577 577députés 17ᵉ législature

Question écrite n° 3947 Réponse publiée Source officielle ↗

Cession des établissements sanitaires MGEN à VYV3

Auteur : Marie Pochon — Écologiste et Social (Drôme · 3ᵉ circ.)
Ministère interrogé : Ministère auprès de la ministre du travail, de la santé, de la solidarité et des familles, chargé de la santé et de l’accès aux soins
Ministère attributaire : Ministère auprès de la ministre du travail, de la santé, de la solidarité et des familles, chargé du travail et de l’emploi
Rubrique : institutions sociales et médico sociales
Date de la question : 2025-02-11
Date de la réponse : 2025-05-27 (105 jours)

Texte de la question

Mme Marie Pochon appelle l'attention de M. le ministre auprès de la ministre du travail, de la santé, de la solidarité et des familles, chargé de la santé et de l'accès aux soins, sur la situation préoccupante des 4 000 salariés des 35 établissements sanitaires, médico-sociaux et centres médicaux, dentaires, optiques et audio de la MGEN, cédés en juin 2023 aux dix régions du groupe VYV, dont les établissements de Saint-Thomas-en-Royans et de Saint-Laurent-en-Royans dans la Drôme.
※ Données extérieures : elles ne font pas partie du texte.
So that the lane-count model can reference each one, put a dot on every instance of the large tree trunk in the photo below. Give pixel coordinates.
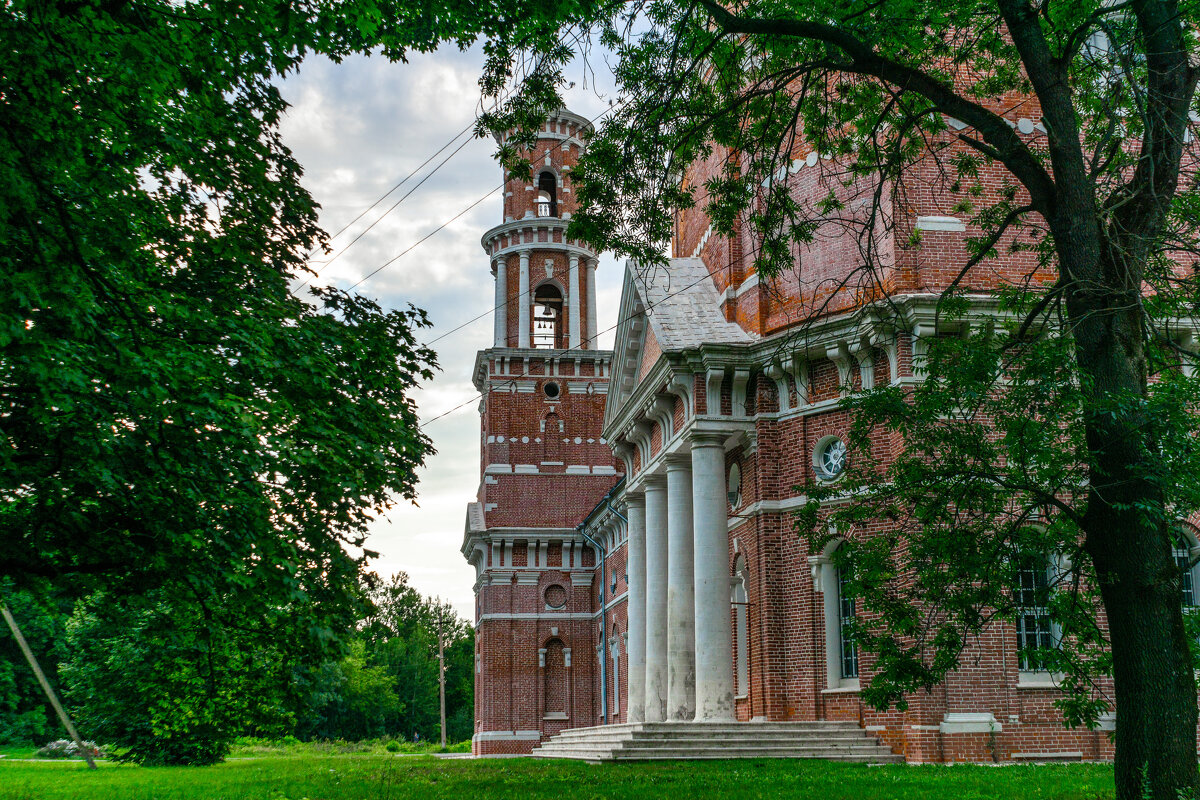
(1128, 536)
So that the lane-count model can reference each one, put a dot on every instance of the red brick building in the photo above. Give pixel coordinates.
(683, 593)
(544, 464)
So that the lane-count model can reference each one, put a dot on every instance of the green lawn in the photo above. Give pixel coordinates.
(417, 777)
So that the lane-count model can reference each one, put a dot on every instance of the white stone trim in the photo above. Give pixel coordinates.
(507, 735)
(941, 223)
(535, 615)
(969, 722)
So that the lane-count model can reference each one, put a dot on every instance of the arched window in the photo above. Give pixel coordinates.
(547, 318)
(1031, 597)
(741, 629)
(847, 611)
(547, 194)
(1183, 551)
(840, 611)
(615, 655)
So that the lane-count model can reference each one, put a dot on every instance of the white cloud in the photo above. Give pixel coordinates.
(359, 127)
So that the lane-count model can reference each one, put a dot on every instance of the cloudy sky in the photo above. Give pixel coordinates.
(359, 127)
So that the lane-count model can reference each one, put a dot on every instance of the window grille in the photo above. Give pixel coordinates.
(847, 612)
(1035, 631)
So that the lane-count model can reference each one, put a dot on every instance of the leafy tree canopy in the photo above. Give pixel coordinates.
(894, 102)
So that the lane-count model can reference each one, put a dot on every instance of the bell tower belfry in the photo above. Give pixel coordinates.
(545, 283)
(544, 464)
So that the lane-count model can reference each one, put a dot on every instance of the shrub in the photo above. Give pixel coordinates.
(67, 749)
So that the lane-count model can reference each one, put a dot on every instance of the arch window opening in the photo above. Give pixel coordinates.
(1035, 629)
(847, 611)
(547, 194)
(547, 318)
(1181, 547)
(555, 686)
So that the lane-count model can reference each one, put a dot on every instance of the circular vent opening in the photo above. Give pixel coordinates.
(556, 596)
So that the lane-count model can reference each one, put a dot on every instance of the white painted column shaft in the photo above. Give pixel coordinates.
(655, 708)
(502, 302)
(573, 300)
(635, 565)
(714, 642)
(681, 594)
(592, 304)
(523, 302)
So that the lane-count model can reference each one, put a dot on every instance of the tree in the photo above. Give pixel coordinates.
(1104, 210)
(388, 683)
(166, 680)
(25, 715)
(178, 423)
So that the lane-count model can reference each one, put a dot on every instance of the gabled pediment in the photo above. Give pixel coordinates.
(665, 310)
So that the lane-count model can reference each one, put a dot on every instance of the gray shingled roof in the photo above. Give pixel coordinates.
(684, 307)
(475, 517)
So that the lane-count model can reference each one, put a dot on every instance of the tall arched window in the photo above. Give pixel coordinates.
(847, 609)
(1031, 596)
(547, 194)
(741, 629)
(840, 611)
(547, 318)
(615, 656)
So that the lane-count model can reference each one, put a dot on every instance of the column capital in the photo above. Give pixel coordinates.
(635, 500)
(707, 439)
(677, 461)
(654, 481)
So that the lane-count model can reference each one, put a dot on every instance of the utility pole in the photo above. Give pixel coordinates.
(442, 675)
(49, 692)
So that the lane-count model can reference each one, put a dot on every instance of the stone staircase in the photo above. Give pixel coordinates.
(841, 741)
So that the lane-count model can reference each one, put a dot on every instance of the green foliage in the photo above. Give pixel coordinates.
(183, 433)
(385, 776)
(388, 681)
(25, 715)
(169, 681)
(887, 106)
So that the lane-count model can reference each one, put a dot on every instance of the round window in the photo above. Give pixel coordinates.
(556, 596)
(829, 458)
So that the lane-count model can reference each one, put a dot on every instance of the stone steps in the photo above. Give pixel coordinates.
(689, 740)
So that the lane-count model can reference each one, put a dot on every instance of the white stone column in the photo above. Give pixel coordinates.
(592, 304)
(714, 643)
(635, 565)
(523, 302)
(655, 709)
(573, 300)
(502, 302)
(681, 594)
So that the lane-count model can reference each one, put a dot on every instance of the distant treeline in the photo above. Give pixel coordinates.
(173, 680)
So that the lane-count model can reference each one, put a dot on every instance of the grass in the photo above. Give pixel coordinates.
(419, 777)
(247, 747)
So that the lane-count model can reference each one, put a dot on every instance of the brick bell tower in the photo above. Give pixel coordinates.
(544, 465)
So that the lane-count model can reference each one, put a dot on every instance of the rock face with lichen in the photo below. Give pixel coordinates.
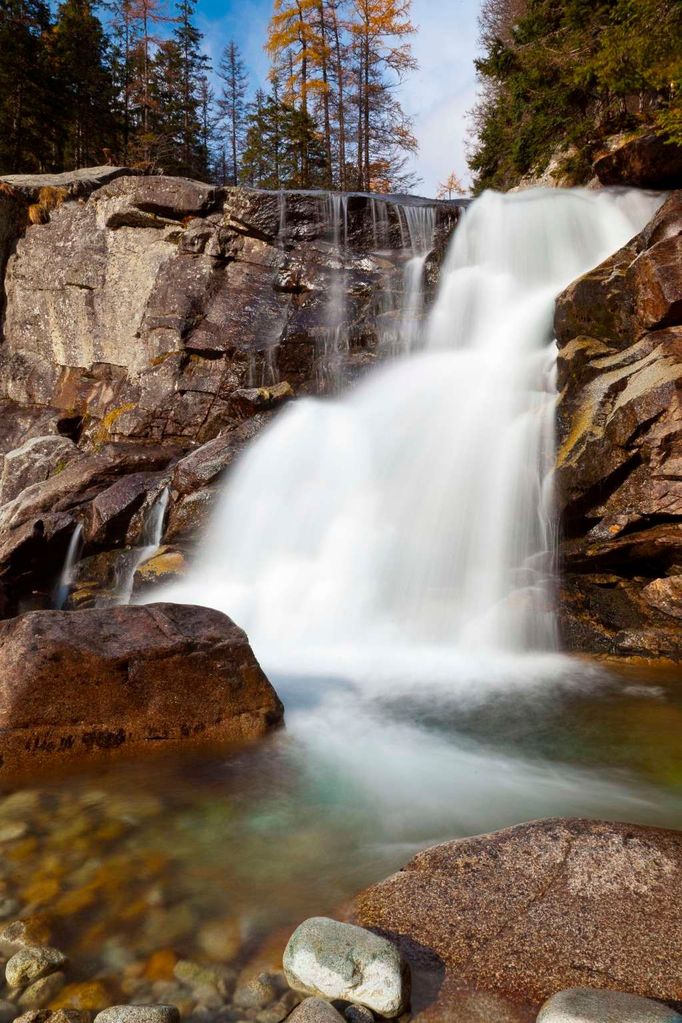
(152, 326)
(620, 446)
(539, 907)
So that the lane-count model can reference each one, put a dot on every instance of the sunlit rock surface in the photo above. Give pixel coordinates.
(540, 907)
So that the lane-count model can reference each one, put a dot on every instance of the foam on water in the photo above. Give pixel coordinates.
(412, 519)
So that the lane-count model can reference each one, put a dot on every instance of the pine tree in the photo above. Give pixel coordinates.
(292, 44)
(145, 16)
(26, 87)
(451, 186)
(86, 122)
(193, 65)
(382, 57)
(232, 105)
(277, 136)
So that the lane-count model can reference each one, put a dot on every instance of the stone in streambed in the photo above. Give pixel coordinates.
(42, 991)
(23, 934)
(541, 907)
(33, 963)
(583, 1005)
(8, 1012)
(139, 1014)
(359, 1014)
(315, 1011)
(341, 961)
(257, 992)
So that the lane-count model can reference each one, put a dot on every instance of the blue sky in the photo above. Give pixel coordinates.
(438, 96)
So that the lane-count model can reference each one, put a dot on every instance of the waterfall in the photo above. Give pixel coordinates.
(413, 516)
(152, 534)
(421, 229)
(380, 224)
(72, 560)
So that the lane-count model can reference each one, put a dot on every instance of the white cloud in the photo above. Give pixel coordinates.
(444, 90)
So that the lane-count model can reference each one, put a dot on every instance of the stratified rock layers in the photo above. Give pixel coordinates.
(620, 447)
(151, 318)
(92, 682)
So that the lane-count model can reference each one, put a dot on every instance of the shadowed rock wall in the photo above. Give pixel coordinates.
(620, 447)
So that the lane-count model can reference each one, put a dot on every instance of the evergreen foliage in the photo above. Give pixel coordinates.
(130, 84)
(570, 75)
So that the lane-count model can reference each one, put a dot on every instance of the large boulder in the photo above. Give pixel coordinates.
(643, 161)
(619, 466)
(542, 906)
(103, 682)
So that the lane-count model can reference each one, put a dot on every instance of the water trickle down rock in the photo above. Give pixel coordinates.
(165, 301)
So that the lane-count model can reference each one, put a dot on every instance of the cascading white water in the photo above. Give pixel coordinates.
(330, 364)
(152, 534)
(66, 578)
(412, 517)
(421, 229)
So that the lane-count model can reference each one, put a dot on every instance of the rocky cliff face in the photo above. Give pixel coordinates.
(620, 446)
(151, 326)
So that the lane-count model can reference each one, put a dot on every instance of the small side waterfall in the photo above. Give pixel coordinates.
(66, 578)
(152, 534)
(421, 229)
(411, 521)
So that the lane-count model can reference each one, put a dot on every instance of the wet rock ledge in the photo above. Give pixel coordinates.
(152, 326)
(620, 447)
(128, 679)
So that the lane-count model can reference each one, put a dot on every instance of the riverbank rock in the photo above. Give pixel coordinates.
(338, 961)
(641, 161)
(619, 468)
(541, 907)
(104, 682)
(584, 1005)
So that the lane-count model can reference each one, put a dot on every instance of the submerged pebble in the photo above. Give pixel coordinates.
(341, 961)
(138, 1014)
(32, 963)
(583, 1005)
(315, 1011)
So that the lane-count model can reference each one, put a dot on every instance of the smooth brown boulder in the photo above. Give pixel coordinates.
(542, 906)
(129, 678)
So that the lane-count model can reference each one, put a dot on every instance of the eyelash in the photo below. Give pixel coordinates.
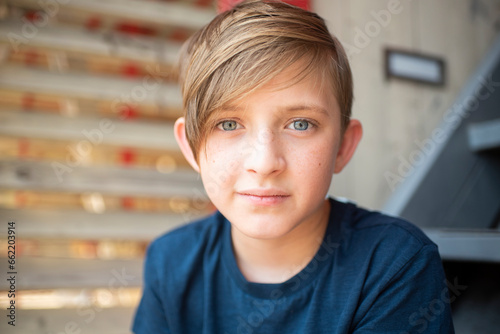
(310, 124)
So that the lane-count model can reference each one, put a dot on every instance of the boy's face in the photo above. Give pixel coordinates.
(268, 164)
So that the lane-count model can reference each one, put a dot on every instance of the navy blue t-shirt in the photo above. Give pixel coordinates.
(372, 274)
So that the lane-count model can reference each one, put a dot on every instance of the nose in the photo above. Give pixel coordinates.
(265, 154)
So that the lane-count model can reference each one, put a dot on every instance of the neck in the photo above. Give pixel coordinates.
(277, 260)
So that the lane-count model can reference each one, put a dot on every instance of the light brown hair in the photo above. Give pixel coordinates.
(243, 48)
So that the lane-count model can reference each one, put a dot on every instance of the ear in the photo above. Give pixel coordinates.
(180, 137)
(352, 136)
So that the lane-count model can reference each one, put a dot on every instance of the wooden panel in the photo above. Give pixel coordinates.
(81, 41)
(84, 225)
(87, 320)
(36, 273)
(93, 130)
(152, 13)
(45, 176)
(92, 87)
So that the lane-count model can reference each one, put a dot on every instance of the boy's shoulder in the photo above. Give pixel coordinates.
(363, 221)
(381, 237)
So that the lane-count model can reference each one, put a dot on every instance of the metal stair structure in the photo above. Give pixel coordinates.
(89, 168)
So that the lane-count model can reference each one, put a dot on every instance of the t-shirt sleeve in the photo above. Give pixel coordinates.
(150, 314)
(414, 300)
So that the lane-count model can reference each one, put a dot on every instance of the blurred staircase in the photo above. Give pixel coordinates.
(89, 169)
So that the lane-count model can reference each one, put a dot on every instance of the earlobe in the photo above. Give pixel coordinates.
(350, 141)
(180, 137)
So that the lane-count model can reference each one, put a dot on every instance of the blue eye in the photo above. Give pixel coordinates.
(301, 125)
(228, 125)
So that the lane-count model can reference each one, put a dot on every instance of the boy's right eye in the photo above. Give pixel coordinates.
(228, 125)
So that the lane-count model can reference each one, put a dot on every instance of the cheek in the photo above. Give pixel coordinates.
(217, 168)
(315, 161)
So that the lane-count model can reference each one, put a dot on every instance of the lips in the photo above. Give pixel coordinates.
(265, 197)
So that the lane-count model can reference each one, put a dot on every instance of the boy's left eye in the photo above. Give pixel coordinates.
(228, 125)
(299, 125)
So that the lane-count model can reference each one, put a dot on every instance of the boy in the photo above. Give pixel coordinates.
(267, 96)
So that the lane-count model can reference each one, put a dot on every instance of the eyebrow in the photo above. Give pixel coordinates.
(305, 107)
(290, 108)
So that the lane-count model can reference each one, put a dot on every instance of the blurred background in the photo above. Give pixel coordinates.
(90, 172)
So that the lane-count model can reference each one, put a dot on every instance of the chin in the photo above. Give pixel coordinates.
(265, 230)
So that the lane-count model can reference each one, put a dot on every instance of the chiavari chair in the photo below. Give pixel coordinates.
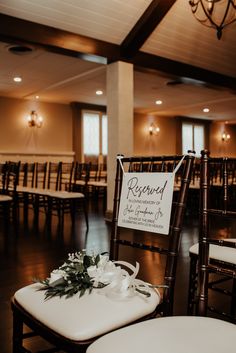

Cette cession, réalisée sans véritable concertation, suscite une profonde inquiétude quant au maintien des droits sociaux et des conditions de travail des salariés concernés. Depuis des décennies, ces derniers œuvrent dans des secteurs exigeants, souvent marqués par des conditions de travail difficiles, en incarnant les valeurs de l'économie sociale et solidaire portées historiquement par la MGEN. Or les salariés au travers de leurs syndicats représentatifs dénoncent une remise en cause drastique de ces droits, alors même que cette cession s'inscrit dans une logique économique visant à permettre à la MGEN de répondre aux appels d'offres de la protection sociale complémentaire (PSC) des agents publics. Par ailleurs, le procédé consistant à conserver les biens immobiliers tout en transférant les salariés à une entité distincte renforce le sentiment d'abandon ressenti par ces derniers, qui craignent une dégradation de leur statut social et une précarisation croissante de leurs emplois. Dans ce contexte et au regard des mobilisations sociales croissantes, il est urgent d'assurer que ces salariés conservent leurs droits acquis, en particulier leurs garanties sociales et conventionnelles. Leur dévouement mérite une reconnaissance concrète et non une détérioration de leurs conditions de travail. Elle lui demande donc quelles mesures il entend mettre en œuvre pour garantir le maintien des droits et des conditions de travail des salariés concernés et s'assurer que la cession des établissements ne se traduise pas par une casse sociale, au détriment de la qualité des soins et de l'accompagnement des patients, dans un secteur déjà en crise d'attractivité.

Réponse ministérielle

En cas de changement de la situation juridique d'un employeur, par exemple en cas de vente, de transformation ou de fusion d'entreprise, il arrive bien souvent que l'entité économique concernée conserve son identité et que l'activité soit poursuivie ou reprise. Dans une telle situation, tous les contrats de travail en cours au moment du changement dans la situation juridique de l'employeur sont maintenus. Aucune notification au salarié n'est nécessaire. Le contrat de travail continue de s'exécuter dans les mêmes conditions et selon les mêmes modalités. Le salarié conserve donc son ancienneté, sa qualification, sa rémunération et les avantages qu'il a acquis. Concernant les avantages conventionnels, lorsque l'application d'une convention ou d'un accord est mise en cause dans une entreprise déterminée en raison notamment d'une fusion, d'une cession, d'une scission ou d'un changement d'activité, cette convention ou cet accord continue de produire effet jusqu'à l'entrée en vigueur de la convention ou de l'accord qui lui est substitué ou, à défaut, pendant une durée d'un an à compter de l'expiration du délai de préavis. Lorsque la convention ou l'accord qui a été mis en cause n'a pas été remplacé par une nouvelle convention ou un nouvel accord dans le délai mentionné, les salariés des entreprises concernées bénéficient d'une garantie de rémunération.